Prevention of Lysosomal Storage Diseases and Derivation of Mutant Stem Cell Lines by Preimplantation Genetic Diagnosis

1“ZOHAR” PGD Laboratory, Medical Genetics Institute, Shaare Zedek Medical Center, P.O. Box 3235, Jerusalem 91031, Israel
2School of Medicine, The Hebrew University, Jerusalem, Israel
3Stem Cell Laboratory, Medical Genetics Institute, Shaare Zedek Medical Center, P.O. Box 3235, Jerusalem 91031, Israel
4IVF Unit, Shaare Zedek Medical Center, P.O. Box 3235, Jerusalem 91031, Israel
5Gaucher Clinic, Shaare Zedek Medical Center, P.O. Box 3235, Jerusalem 91031, Israel

Received 13 June 2012; Accepted 27 November 2012

Academic Editor: Mouldy Sioud

Copyright © 2012 Gheona Altarescu et al. This is an open access article distributed under the Creative Commons Attribution License, which permits unrestricted use, distribution, and reproduction in any medium, provided the original work is properly cited.

Abstract

Preimplantation genetic diagnosis (PGD) allows birth of unaffected children for couples at risk for a genetic disorder.
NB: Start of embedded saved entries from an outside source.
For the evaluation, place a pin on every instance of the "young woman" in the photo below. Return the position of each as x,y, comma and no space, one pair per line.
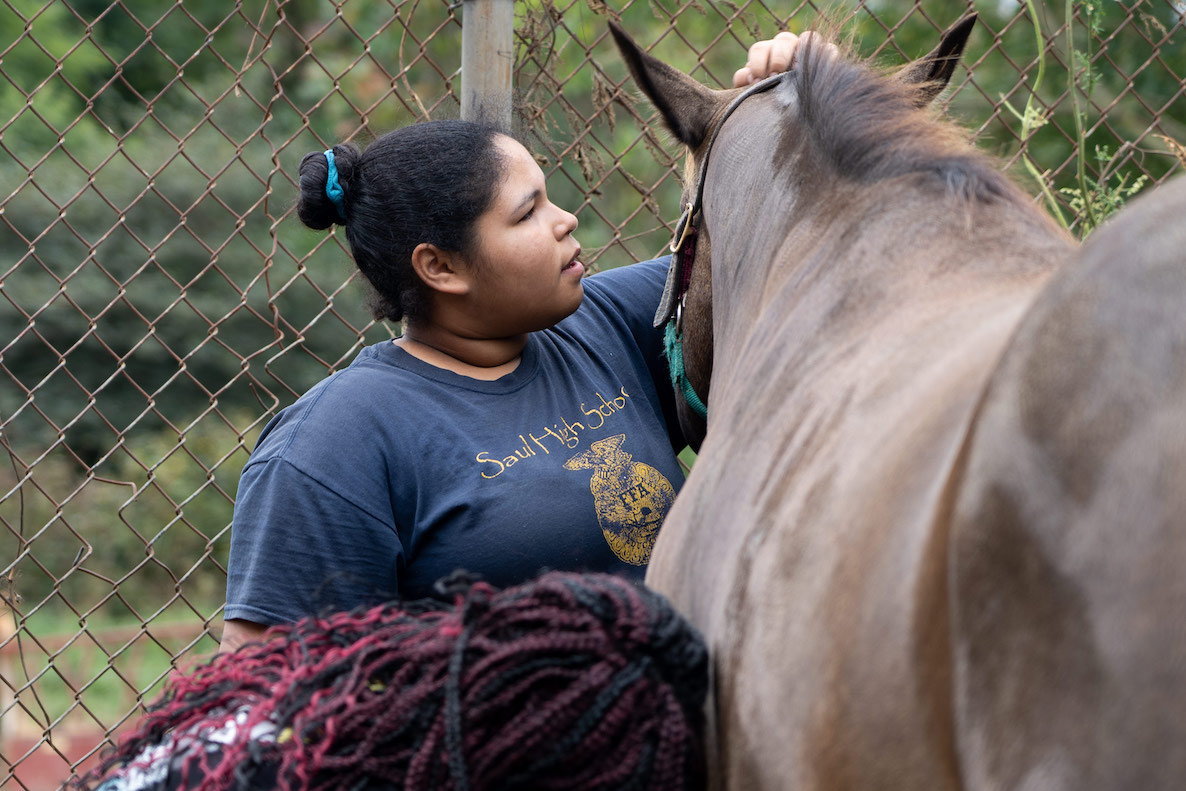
522,422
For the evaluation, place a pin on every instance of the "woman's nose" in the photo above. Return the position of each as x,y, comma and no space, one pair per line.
567,224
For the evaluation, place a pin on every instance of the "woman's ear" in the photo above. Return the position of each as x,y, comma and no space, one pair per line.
441,270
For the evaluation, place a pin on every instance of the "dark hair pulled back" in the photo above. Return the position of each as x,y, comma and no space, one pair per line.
423,183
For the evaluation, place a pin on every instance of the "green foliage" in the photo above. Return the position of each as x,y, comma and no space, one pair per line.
1103,196
151,524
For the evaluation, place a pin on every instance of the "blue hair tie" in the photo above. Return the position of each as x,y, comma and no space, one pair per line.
332,189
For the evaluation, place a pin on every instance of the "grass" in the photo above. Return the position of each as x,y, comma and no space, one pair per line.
67,676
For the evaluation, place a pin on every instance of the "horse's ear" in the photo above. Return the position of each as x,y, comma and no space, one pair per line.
687,106
932,72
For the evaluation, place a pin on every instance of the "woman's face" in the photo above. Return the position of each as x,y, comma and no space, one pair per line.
525,274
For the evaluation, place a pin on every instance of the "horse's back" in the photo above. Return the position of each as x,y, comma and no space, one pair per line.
1069,534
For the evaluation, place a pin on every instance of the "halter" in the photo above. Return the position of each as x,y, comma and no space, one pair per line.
683,253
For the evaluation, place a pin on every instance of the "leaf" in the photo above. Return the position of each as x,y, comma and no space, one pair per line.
1175,148
603,99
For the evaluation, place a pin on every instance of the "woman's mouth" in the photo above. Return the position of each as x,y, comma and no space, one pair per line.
574,265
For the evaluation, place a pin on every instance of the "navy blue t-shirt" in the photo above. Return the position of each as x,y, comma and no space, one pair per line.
391,473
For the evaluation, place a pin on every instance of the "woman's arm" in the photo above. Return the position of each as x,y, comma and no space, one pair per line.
237,632
775,55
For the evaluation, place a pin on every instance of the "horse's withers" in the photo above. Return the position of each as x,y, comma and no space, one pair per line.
867,270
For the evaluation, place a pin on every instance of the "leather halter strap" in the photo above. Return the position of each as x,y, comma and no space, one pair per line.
683,241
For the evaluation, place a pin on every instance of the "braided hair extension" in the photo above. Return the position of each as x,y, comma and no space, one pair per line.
571,681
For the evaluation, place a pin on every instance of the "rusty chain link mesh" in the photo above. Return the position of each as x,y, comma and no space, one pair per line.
160,301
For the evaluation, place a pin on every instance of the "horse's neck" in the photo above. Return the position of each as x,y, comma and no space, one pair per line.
836,265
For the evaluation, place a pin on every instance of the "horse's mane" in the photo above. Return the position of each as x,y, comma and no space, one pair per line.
867,126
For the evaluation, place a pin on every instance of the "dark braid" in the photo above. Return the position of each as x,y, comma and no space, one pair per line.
572,681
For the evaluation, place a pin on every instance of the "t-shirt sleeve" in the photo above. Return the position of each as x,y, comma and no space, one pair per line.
631,294
300,548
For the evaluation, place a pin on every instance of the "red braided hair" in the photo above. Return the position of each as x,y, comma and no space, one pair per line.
572,681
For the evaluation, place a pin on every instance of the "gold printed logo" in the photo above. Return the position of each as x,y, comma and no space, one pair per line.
631,498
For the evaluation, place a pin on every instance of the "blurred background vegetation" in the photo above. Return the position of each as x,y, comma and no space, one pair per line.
159,301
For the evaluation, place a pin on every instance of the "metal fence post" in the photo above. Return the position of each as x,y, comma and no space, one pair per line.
488,59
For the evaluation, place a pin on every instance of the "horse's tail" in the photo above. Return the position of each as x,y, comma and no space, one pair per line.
1069,536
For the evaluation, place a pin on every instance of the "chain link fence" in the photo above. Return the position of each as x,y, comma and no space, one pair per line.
159,302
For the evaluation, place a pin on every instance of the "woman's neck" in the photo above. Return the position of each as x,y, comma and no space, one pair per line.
479,358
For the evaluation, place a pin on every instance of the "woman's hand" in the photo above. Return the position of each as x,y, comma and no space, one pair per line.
776,55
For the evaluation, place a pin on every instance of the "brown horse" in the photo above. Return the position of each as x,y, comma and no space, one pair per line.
936,534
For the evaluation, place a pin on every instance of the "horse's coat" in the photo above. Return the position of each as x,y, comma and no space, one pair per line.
858,537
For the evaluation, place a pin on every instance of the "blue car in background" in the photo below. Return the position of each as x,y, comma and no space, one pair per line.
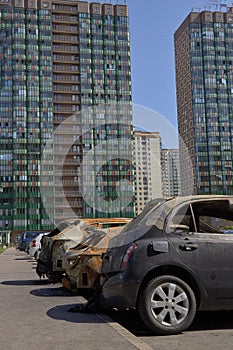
26,237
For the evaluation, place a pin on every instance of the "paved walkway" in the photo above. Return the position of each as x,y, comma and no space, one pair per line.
34,314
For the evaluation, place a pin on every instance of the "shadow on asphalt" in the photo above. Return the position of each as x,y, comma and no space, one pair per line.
52,292
60,312
25,282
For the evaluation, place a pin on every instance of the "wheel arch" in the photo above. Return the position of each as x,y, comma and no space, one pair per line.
176,271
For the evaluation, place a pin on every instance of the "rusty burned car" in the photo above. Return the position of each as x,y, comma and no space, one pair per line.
66,235
171,260
83,262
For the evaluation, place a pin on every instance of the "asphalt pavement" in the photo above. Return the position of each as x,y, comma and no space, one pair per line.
34,314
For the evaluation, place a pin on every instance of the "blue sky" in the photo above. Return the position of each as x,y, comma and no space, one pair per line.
152,27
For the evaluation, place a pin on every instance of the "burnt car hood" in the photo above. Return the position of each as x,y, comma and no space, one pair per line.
95,243
72,232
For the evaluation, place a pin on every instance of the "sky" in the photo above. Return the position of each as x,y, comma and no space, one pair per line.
152,27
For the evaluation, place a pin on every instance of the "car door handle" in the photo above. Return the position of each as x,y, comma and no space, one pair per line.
188,246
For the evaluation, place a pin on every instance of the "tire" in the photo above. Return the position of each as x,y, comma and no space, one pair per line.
167,305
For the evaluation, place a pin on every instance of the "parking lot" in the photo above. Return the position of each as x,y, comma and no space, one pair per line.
35,315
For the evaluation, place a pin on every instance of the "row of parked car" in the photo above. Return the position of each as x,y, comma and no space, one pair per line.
173,259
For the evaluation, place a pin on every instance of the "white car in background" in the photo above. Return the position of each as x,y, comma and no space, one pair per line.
35,245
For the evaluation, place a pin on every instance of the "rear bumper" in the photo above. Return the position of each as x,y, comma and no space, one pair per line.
118,293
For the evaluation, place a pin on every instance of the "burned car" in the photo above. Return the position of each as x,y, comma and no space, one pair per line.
66,235
170,261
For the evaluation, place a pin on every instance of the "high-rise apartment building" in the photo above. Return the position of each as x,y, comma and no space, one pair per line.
204,80
147,157
91,67
170,164
59,58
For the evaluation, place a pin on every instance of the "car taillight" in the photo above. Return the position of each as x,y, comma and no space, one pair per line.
127,256
33,243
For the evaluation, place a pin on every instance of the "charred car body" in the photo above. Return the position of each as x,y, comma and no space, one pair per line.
83,262
171,260
66,235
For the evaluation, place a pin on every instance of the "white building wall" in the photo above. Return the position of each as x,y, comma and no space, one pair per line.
147,167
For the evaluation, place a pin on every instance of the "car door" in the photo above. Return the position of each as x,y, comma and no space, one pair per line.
209,254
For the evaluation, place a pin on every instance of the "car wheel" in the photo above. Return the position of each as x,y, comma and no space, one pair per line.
167,305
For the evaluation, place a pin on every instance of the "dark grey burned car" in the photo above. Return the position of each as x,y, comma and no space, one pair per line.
176,257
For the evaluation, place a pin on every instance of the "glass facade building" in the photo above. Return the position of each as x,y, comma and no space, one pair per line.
25,112
92,107
65,76
204,65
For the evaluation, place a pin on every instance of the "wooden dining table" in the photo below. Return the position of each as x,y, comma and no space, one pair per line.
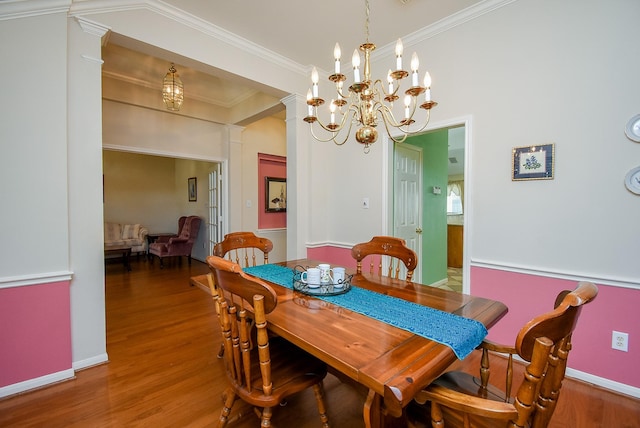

We present the strategy and outcome of PGD for four lysosomal storage disorders (LSD): Tay-Sachs disease (TSD), Gaucher disease (GD), Fabry disease (FD), and Hunter syndrome (HS), and subsequent development of stem cell lines. For each disease, we developed a family-specific fluorescent multiplex single-cell PCR protocol that included the familial mutation and informative markers surrounding the mutation. Embryo biopsy and PGD analysis were performed on either oocytes (polar bodies one and two) or on single blastomeres from a six-cell embryo. We treated twenty families carrying mutations in these lysosomal storage disorders, including 3 couples requiring simultaneous analysis for two disorders (TSD/GD, TSD/balanced Robertsonian translocation 45XYder(21;14), and HS/oculocutaneus albinism). These analyses led to an overall pregnancy rate/embryo transfer of 38% and the birth of 20 unaffected children from 17 families. We have found that PGD for lysosomal disorders is a safe and effective method to prevent birth of affected children. In addition, by using mutant embryos for the derivation of stem cell lines, we have successfully established GD and HS hESC lines for use as valuable models in LSD research.